“We’d like to admit you to the hospital if that’s okay with you”
my colleague says to the standardized patient.
She suffers from obvious postpartum depression
and her first line of therapy didn’t work.
She’s back for follow up, the practice interview of the day,
having contemplated, planned and poorly attempted suicide just the night before.
She reluctantly agrees to inpatient psych admission, a relief to the interviewing medical student,
and the case is over.
“I don’t know if you want to ask the patient if they are ok with being admitted to the hospital.
What if they don’t want to, but you have to admit them anyway?”
Our small-town private practice physician preceptor begs the question as a hypothetical to the group.
His question makes sense, as we are taught never to force anything onto our patients.
“Actually, what he did is correct,”
chimes in the guest psychiatrist sent to aid with the discussion.

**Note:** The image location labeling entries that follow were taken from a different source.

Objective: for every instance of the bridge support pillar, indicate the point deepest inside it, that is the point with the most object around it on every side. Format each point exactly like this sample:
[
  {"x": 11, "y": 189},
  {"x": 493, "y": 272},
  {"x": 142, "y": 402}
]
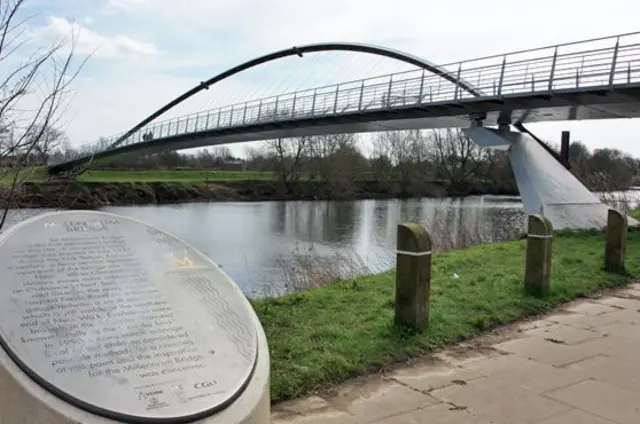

He’s a brand new MD and knows the guidelines like the back of his hand.
“In Florida, at least, you are legally required to ask permission from the patient first.
Though you can involuntarily commit them if they express plans to harm themselves or others.”
It’s at that point that it chimes on me:
We’re overloaded with so much advice, so many ideas on how to be a better doctor,
how do we decide what to follow and what to ignore?
One doctor recommends keeping medical interviews strictly professional,
while one praises informal chit-chat.
One says dashes of empathy is enough, while one says to pile it on.
One thinks that living situation is vitally important, while one couldn’t care less.
One offers a supportive hug to all their patients, while one would never touch theirs.
How do we know which advice to follow and which to discard?